Piapot Cree Nation celebrated some of its graduates in September
- Kerry Benjoe | September 22, 2023
Zachary Carrier says he has found a new recipe for success thanks to a unique summer construction program on his First Nation.
The 30-year-old cook never thought he would enjoy working outside until he signed up for a special project the Piapot Cree Nation was offering this summer.
Having recently left the cooking trade, Carrier was eager to try something new and didn’t expect such an opportunity to fall into his lap.
“This is a totally different scenery for me,” he said. “Waking up early was something new for me and is something I had to get used to. I always worked nights when I cooked, so I would be up super late and getting up in the afternoon.”
Although it was a tough adjustment at first, the hands-on and outdoor work is something Carrier really enjoys.
He now has plans to pursue further training in the trades.
Carrier said the best parts of the summer was working on the roof.
Evan Crowe, the learning and development coordinator for Piapot, is the brainchild behind the Residential Renovation and Construction (RRAC) project.
He said it’s his job to find programs that would be the most beneficial to the membership and through networking he discovered the Saskatchewan Indian Institute for Technologies (SIIT) and its many programs.
“The RRAC is a good program to teach them the entry-level skills to get onto any job site and it’s an apprenticeship initiative, so this gives them the hours to put towards an apprenticeship,” said Crowe. “They also get all the tools they need to get started.”
Crowe then approached Naomi Wesaquate Piapot’s housing manager with his idea.
“One of the things they needed was a project,” she said. “So when the RRAC was selected as the program they were going to do, we came up with the project for them to do the renovation on. We found a unit that needed quite a bit of work.”
The house was inspected and all the areas needing work were identified. It was an exterior renovation, so housing provided the funds for the materials, and the program supplied the labour.
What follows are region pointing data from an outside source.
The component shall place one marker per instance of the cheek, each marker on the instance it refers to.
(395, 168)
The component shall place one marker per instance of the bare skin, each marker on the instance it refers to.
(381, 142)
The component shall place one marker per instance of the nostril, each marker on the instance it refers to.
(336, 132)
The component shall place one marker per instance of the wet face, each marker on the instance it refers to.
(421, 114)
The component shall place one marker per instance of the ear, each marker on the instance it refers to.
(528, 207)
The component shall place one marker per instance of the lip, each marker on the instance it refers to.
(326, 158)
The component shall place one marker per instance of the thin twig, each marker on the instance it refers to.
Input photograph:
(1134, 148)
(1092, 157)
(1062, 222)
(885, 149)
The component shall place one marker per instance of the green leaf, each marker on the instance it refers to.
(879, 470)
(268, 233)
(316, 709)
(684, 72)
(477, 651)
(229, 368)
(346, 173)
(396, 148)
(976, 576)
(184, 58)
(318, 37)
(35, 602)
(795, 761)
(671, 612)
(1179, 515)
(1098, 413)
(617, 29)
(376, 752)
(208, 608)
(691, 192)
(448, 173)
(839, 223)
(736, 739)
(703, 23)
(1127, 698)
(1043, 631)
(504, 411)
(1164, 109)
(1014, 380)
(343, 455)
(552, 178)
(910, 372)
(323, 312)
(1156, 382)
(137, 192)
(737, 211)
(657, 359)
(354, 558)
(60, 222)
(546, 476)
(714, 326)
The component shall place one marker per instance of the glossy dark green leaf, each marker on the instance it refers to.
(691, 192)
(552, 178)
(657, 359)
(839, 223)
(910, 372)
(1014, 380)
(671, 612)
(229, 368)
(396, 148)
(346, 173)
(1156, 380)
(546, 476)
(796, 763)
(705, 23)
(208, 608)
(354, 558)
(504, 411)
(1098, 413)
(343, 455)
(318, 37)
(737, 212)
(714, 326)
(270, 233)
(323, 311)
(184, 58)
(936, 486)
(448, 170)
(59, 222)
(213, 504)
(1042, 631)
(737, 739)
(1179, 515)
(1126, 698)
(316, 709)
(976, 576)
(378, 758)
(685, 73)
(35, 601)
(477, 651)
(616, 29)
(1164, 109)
“It worked out really great for us because a renovation of that nature could cost over $70,000, so we were able to get this project done at a fraction of the cost,” said Wesaquate.
Both Crowe and Wesaquate say it was win-win for everyone involved.
The students received training, the housing department received an exterior renovation but most importantly the family living in the unit has an updated home complete with a new deck, siding, roof doors and windows.
They both appreciated the support from leadership on the pilot project.